Faisán de mar, rey de la mesa y de la Cuaresma, producto de la opulencia, el rodaballo, caro y suculento, apreciado por los grandes y más refinados apetitos desde la Antigüedad, inspira por sus gelatinosos jugos y turgentes carnes mayor número de recetas y preparaciones que cualquier otro pescado. Es, además, como imaginó el desaparecido escritor Günter Grass, el mejor antídoto contra los sueños totalitarios. El porqué está en la propia fábula de Grass, pero antes de nada conviene explicarlo.

El rodaballo, precisamente el título de aquella novela de nueve capítulos, que partía del cuento del escritor romántico Philipp Otto Runge, relata la historia de un pescado parlante de esta especie capturado en la Edad de Piedra. El rodaballo, como recordarán todos los que han leído la novela, le suplica al pescador que le deje en libertad, prometiéndole a cambio que le ayudará a luchar contra el matriarcado imperante. El pez cumple su promesa y los hombres se convierten en los amos de la historia, inventando ídolos como Dios, el progreso o la revolución, que servirán de fundamento a las diferentes formas del totalitarismo. Posteriormente cuando el rodaballo es pescado por tres feministas, la situación se invierte. Pero las mujeres, impacientes por recuperar el poder perdido, caen en los mismos errores de los hombres.

Aún recuerdo aquella proclama reivindicativa de la guisandera del siglo XIX a sus colegas masculinos en la que les reprocha que su cocina durante siglos haya sido un producto de los conventos, de las cortes y de las clases dominantes en cada momento de la historia, en tanto que ellas se han dedicado a saciar las hambres del pueblo. Cuenta cómo fueron servidoras anónimas que no tenían tiempo para las salsas refinadas, nadie había comparable a Brillat-Savarin o a un maître de cuisine. Ellas se dedicaban simplemente a estirar la harina con las bellotas, y discurrían platos con las gachas de avena.

La cocinera rememora a su lejana pariente Amanda Woyke que introdujo la patata en Prusia. «Vosotros, en cambio, sólo habéis inventado siempre cosas extravagantes: perdiz deshuesada a la diplomática, rellena de caza trufada y guarnecida de pastelillos de foie-gras de oca. ¡No, compañeros! Yo estoy con las patas de cerdo con pan moreno y pepinillos en salmuera.
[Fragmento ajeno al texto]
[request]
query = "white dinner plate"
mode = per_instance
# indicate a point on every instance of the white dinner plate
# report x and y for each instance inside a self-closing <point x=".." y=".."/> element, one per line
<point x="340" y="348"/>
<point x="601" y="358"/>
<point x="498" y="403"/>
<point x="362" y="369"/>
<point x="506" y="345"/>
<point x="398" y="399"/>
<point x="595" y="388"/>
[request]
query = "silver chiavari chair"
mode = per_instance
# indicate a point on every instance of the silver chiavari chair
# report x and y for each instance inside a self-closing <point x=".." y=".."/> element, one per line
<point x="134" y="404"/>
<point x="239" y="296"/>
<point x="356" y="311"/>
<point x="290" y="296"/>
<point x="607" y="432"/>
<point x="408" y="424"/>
Estoy con los baratos riñones de cerdo en salsa de mostaza. ¡Quien no sienta en la boca el sabor histórico del mijo y las gachas de esteba no debe hablar aquí, satisfecho de sí mismo, de parrillas ni salteados!». Mientras, los cocineros, enfadados y picados en su orgullo, les gritaban: «¡Al grano, al grano!». Un rodaballo aristocrático en medio de la discusión social gastronómica de los sexos. Primero, del lado de los hombres, después, de las mujeres. Un testigo incómodo de sus apetitos totalitaristas. Cualquiera de los nombres por los que se conoce al rodaballo guarda sentido. Desde el francés turbot, procedente de una palabra nórdica que hace referencia a esas protuberancias espinosas que le dan aspecto rugosa a su piel. Tan plano como el rémol o coruxo gallego, atlántico, su forma es casi circular, aunque, la observación más detallista nos hace ver los trazos que forman un imperfecto rombo. Por eso en Roma lo bautizaron rhombus y el diccionario de la RAE le dedica una entrada como rombo. Los griegos, con un sentido más poético que geométrico, lo denominaron lira del mar por sus formas, asociándolo para siempre a Apolo.
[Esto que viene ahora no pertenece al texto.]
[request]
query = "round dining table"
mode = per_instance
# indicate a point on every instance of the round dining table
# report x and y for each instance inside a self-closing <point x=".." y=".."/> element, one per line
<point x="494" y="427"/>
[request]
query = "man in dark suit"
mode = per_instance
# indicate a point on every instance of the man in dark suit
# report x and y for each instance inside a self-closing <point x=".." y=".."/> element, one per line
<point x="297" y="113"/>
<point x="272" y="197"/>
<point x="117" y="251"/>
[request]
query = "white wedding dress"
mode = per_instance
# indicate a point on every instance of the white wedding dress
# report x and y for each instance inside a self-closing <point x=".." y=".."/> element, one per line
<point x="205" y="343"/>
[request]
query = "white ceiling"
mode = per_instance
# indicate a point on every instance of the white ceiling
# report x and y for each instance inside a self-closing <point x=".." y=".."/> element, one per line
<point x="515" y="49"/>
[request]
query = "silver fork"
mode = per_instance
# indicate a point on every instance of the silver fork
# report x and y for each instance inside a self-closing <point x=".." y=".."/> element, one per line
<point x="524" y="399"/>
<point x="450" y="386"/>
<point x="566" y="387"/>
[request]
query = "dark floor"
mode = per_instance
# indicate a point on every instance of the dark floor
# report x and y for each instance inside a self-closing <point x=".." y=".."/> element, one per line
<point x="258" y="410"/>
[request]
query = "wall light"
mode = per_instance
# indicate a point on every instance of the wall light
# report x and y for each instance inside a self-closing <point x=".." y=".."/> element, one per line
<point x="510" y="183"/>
Realmente es una belleza de pescado, de carne firme y laminada, de una finura excepcional, con grasa que se funde en el jugo de cualquier cocción al horno. El rodaballo salvaje puede llegar a alcanzar los 20 kilos de peso; las piezas más pequeñas, entre uno y dos. Una vez que se ha pescado conviene desangrarlo para evitar los coágulos y mantener su característica blancura. También es conveniente cepillar el moco que lo recubre para evitar sabores indeseables. Y, sobre todo, dejarlo reposar veinticuatro horas antes de cocinarlo. ¿Cómo? Hay un ciento de maneras de disfrutar de un rodaballo. Las piezas de tamaño pequeño o mediano van al horno, enteras, en la turbotière o sobre la misma placa. Prueben a cocinarlo sobre una cama de cebolla en juliana y patatas, después de haberle hecho unas incisiones en la carne para rellenarlas con un aceite de perejil, y rociarlo con la misma emulsión. O a cocerlo a fuego medio, nunca más de 180 grados, pero recubierto, en el tramo final destapado, con un sofrito de cebolla y de tomate, y remojándolo sucesivamente con sus jugos.